Stableford e Langford também afirmaram que qualquer lista das histórias pós-Segunda Guerra Mundial utilizando a estrutura de um império galáctico seria muito seletiva, mas que existem histórias notáveis que realmente lidam com questões relacionadas à comunidade mais do que com mundos específicos dessa comunidade. E, é claro, a denominação “império” muitas vezes é utilizada nesses casos apenas como uma referência de governo galáctico.
Way Station (capa de Ronald Fratell. Doubleday, 1963).
No livro Estação de Trânsito (Way Station, 1963), de Clifford D. Simak, uma das “histórias notáveis” que eles citam como exemplo, o sentido de uma comunidade galáctica é evidente, mas nada indica tratar-se de um império. O livro é, certamente, um dos melhores de Simak, e vencedor do Prêmio Hugo de 1964 (originalmente publicado como Here Gather the Stars, em Galaxy Magazine).
Way Station (capa de Richard Powers. Macfadden Books, 1964).
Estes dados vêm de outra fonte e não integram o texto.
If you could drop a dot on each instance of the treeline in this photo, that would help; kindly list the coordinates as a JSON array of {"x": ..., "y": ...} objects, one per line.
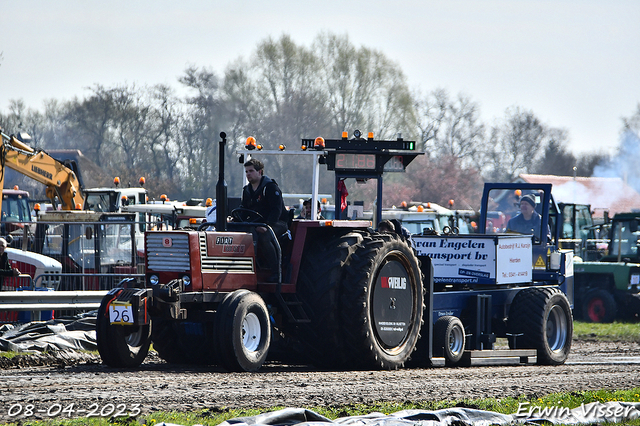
[{"x": 286, "y": 92}]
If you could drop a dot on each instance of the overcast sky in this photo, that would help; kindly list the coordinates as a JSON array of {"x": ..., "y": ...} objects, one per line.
[{"x": 574, "y": 63}]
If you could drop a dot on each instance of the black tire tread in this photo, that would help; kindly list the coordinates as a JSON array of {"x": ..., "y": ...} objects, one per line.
[{"x": 526, "y": 317}]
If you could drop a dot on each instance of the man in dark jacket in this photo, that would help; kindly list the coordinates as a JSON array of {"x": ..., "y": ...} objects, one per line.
[
  {"x": 5, "y": 268},
  {"x": 263, "y": 196},
  {"x": 528, "y": 221}
]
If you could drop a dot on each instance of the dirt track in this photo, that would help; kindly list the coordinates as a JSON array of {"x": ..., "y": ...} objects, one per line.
[{"x": 159, "y": 386}]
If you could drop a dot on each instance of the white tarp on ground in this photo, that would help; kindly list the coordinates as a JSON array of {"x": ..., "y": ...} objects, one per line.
[
  {"x": 53, "y": 335},
  {"x": 614, "y": 412}
]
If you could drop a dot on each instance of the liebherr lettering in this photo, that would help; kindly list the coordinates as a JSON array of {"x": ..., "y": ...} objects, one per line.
[{"x": 41, "y": 172}]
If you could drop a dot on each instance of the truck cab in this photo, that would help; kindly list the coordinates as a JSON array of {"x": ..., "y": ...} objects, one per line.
[{"x": 16, "y": 214}]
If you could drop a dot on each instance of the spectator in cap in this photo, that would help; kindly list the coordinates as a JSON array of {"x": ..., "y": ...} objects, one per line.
[{"x": 528, "y": 221}]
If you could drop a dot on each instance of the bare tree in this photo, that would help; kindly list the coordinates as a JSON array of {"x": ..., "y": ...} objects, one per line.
[
  {"x": 450, "y": 128},
  {"x": 363, "y": 89},
  {"x": 515, "y": 146},
  {"x": 556, "y": 160}
]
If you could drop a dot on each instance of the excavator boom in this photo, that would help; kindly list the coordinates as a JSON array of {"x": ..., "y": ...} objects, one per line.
[{"x": 61, "y": 182}]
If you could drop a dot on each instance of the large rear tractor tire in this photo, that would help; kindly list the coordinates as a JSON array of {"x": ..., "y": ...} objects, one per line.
[
  {"x": 365, "y": 298},
  {"x": 243, "y": 331},
  {"x": 449, "y": 339},
  {"x": 599, "y": 306},
  {"x": 120, "y": 345},
  {"x": 540, "y": 318}
]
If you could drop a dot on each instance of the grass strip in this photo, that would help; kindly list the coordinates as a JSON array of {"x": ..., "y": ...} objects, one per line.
[{"x": 216, "y": 415}]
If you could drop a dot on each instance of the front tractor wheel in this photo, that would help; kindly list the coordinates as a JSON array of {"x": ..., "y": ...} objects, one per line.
[
  {"x": 243, "y": 331},
  {"x": 541, "y": 319},
  {"x": 120, "y": 345}
]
O personagem central é Enoch Wallace, um veterano na Guerra Civil Norte-Americana, e que está com 124 anos, mas com aparência de 30, morando em uma casa que também não envelhece. Enoch foi escolhido por um ser alienígena para operar a estação de trânsito, um ponto de parada de viajantes intergalácticos que, de tempos em tempos, materializam-se em sua casa, a caminho de outro ponto da galáxia. As operações são geridas por uma Central Galáctica.
Way Station (capa de Barclay Shaw. Collier / Macmillan, 1993).
Esse é um livro um tanto diferente de outras histórias de Clifford D. Simak, com uma narração mais lenta, sem uma frequência frenética de eventos, arrastando-se pelo tempo como a longa vida de Enoch, um personagem que não faz nada com pressa. E a história ainda envolve a existência de um talismã que pode ser um elemento vital para a manutenção da harmonia no universo. E, aí sim, voltamos aos elementos mais utilizados na literatura de Simak, a união de ciência e tecnologia com magia, ou pelo menos com algo que se aproxima da magia, uma força comum que permeia o universo.
O conceito, como se sabe, seria utilizado posteriormente na série de filmes Guerra nas Estrelas, a partir de 1977, com a Força sendo apresentada como um manancial de poder que está em toda a parte. Não por acaso, Guerra nas Estrelas surgiu, na época e até hoje, como a mostra mais clara da dualidade entre Império – o representante das forças do Mal – e Federação, no caso, com o nome de República Galáctica, representando as forças do Bem e a boa utilização da Força.
Entre outros exemplos da utilização do ambiente imperial galáctico estão o excelente Estrela Imperial (Empire Star, 1966), de Samuel R. Delany, e The Ring of Ritornel (1968), de Charles L. Harness, livro que, segundo David Pringle, apesar de ser um tanto antiquado, ainda é uma história impressionante sobre um império galáctico.